Staff Spotlight: Mapping the good life
The road to happiness isn’t always found in the figurative map of sound decision-making, good people and helpfulness. Sometimes happiness is found on an actual map, or in the case of Bonnie Gallinger, amidst half a million maps.
Gallinger, who received a University of Alberta’s 2009 Annual Support Staff Recognition Award in an award ceremony Nov. 24, has charted her dream job as a map assistant/public service associate with the William C. Wonders Map Collection in the Cameron Library.
After graduating from the U of A with a master’s degree in geography in 1991, where she researched the impact human disturbances such as pipelines and seismic lines have on permafrost, Gallinger began her career working as a sessional instructor teaching geography wherever she could get a gig, whether at a college in Edmonton or back home in British Columbia.
“I decided I wanted to work at the university because of my interest in academics,” said Gallinger. “I like what goes on at this university— I like the school’s collegial nature.”
Having poured over many a map when the collection was part of the geography department, Gallinger says when the map job came up in 2000 it was serendipity at work. When the powers-that-be split her time between cataloging and working the reference desk, it was true love.
“I didn’t know I would have so much time with the reference desk, and that was just a bonus to me,” said Gallinger. “I love the interaction with the students and the researchers, and I am extremely curious about everything. When people come up, I like helping them find the information they need.
“It’s kind of like teaching, but one on one.”
Currently, Gallinger, a self-proclaimed Scotophile (she is fanatical about Scotland) and map collector in her own right, is processing tens of thousands of maps donated by Ron Whistance-Smith, the map collection’s former curator. Whistance-Smith was instrumental in the building the university’s collection, which already claims the largest academic map collection in Canada—more than 500,000 maps and another 800,000 air photos.
Having a map for any occasion—from topographic and geographic maps of Alberta to a human history map of Budapest, Hungry, pulled out of the Nuremberg Chronicle that dates back to 1493—means Gallinger has had a request for every possible map use and then some.
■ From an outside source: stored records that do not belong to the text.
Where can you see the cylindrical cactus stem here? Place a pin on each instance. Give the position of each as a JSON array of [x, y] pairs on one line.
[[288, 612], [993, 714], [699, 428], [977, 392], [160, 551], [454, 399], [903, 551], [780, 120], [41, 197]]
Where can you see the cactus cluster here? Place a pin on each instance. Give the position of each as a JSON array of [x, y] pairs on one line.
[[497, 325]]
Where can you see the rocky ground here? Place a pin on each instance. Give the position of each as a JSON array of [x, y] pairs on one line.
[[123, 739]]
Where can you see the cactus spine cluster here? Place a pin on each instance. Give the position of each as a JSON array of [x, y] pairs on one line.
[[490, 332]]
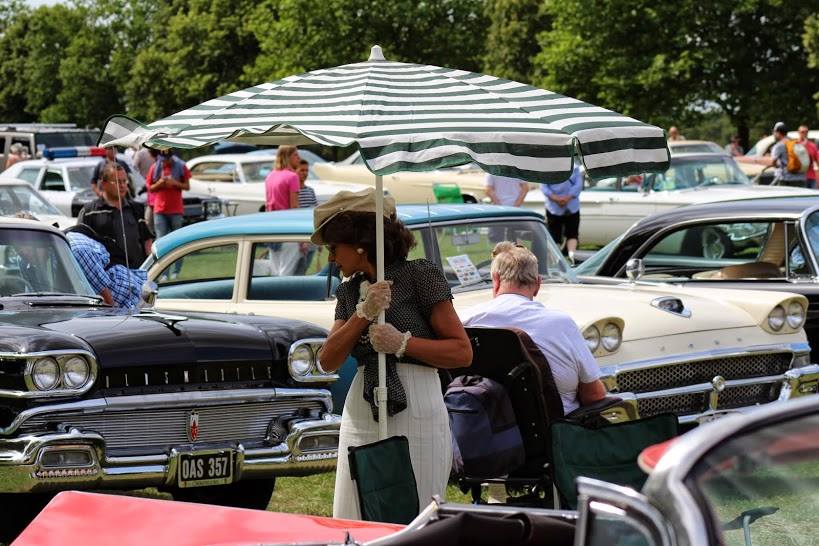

“I was helping someone for at least an hour trying to find a specific map that they had described, but they wouldn’t tell me what it was for,” remembered Gallinger. “Eventually it turned out she was looking for potential landing sites for the mother ship. She was totally serious about it. I tried to maintain my composure because we get people who are looking for absolutely everything.”
Whether it’s her unending patience or insatiable curiosity, Gallinger says she doesn’t know why she won the award, only that no matter whom she is dealing with and what their query is, they get her full effort.
“I remember being on the other side,” she said. “Anything I can do to assist them and make it easier I will do, which sometimes means taking the time to teach people to do it themselves.”